Reader’s Rating: 2 / 5
This book is a sort of Hallmark Greeting card compilation of the type of vacuous garbage-thought that made the 1970s a cultural disaster. Are you a sentimental pacifist who thinks Gandhi was swell, but never heard of the Moriori? Do you reflect of like as some sort of emotional flatulence that comes and goes the way weather does? Do you reflect evil is only a result of people being insufficiently nice to one another? Are your views on child rearing that you should let the kids do what they want because they’re individuals? Do you reflect business is evil and soul destroying, and hurts the world more than it helps? Do you reflect religion is terrible, but spiiiiirituality is excellent? Do you reflect criminals shouldn’t be punished, because it’s not really their fault? Do you reflect a mindless pursuit of pleasure is necessary for a healthy life? Well, if you judge any of these things, and delight in saccharine sweet sing-songey prose, this book is for you. It comes in an attractive hard take in, building it appear to be a very serious book, on the same level as Jonathan Livingston Seagull, but with more naked lady pictures inside. It will provide you with many prim moments of doltish piety in your cloud cuckoo land. You may even be able to use this tome to pick up on people who are as morally defective as you are.
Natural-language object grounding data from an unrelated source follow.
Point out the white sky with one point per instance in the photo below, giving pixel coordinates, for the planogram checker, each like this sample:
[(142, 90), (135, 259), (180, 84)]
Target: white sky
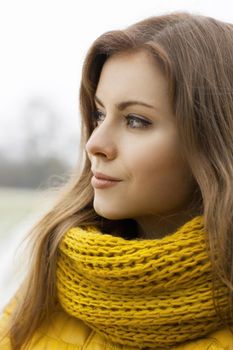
[(43, 44)]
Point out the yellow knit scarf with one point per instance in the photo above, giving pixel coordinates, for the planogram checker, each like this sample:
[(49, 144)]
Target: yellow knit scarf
[(139, 293)]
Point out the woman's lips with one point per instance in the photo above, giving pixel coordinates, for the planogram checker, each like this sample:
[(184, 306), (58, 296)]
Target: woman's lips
[(100, 180)]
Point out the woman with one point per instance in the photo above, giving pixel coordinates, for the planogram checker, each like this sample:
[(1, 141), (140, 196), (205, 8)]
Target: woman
[(137, 253)]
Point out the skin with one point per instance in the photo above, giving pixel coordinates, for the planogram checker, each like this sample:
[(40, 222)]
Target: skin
[(156, 182)]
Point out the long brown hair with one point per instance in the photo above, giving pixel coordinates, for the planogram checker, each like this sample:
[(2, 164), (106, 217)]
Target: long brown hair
[(196, 55)]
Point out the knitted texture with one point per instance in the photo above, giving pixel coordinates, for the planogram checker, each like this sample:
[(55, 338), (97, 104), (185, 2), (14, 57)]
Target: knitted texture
[(149, 294)]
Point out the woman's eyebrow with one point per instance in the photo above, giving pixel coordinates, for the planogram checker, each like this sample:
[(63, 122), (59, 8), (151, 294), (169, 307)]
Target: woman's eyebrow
[(122, 105)]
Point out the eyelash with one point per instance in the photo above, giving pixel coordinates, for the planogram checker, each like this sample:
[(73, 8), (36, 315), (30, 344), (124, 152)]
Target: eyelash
[(130, 117)]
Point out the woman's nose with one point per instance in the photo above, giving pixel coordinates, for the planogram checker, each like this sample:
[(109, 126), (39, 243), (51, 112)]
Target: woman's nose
[(101, 142)]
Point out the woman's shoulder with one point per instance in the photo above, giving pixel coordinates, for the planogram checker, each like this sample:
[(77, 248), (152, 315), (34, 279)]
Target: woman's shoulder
[(63, 331), (219, 340)]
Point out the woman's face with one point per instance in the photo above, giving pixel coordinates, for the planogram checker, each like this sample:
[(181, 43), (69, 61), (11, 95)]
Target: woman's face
[(136, 142)]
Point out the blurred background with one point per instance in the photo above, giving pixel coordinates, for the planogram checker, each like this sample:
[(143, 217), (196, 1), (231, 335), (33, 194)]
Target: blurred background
[(43, 44)]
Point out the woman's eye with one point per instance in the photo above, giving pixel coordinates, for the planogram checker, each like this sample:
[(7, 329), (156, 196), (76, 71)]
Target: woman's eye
[(132, 121), (135, 122)]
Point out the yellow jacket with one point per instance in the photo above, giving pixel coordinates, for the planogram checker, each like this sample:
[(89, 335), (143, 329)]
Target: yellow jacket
[(64, 332)]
Personally, I prefer my wisdom to be, you know, at least abstractedly wise. If I want florid saccharine language, I’ll go read some Browning or additional Victorian poetry. You can pick up antique volumes of such stuff for cheap, since books which required effort to write or read are unfashionable these days. They also look nicer on your bookshelf. As a bonus, it might really be excellent for you to read Browning, whereas reading Gibran is sort of like giving yourself a mental venereal disease.
Please, humanity, restore my faith in basic human decency: stop reading this book. This book destroys souls and stunts aesthetics. If you must give copies of the book to people, give it to people you don’t like. Give this book in the same spirit the British sold Opium to the Chinese. The end result will be much the same if they take the precepts of this silly book seriously.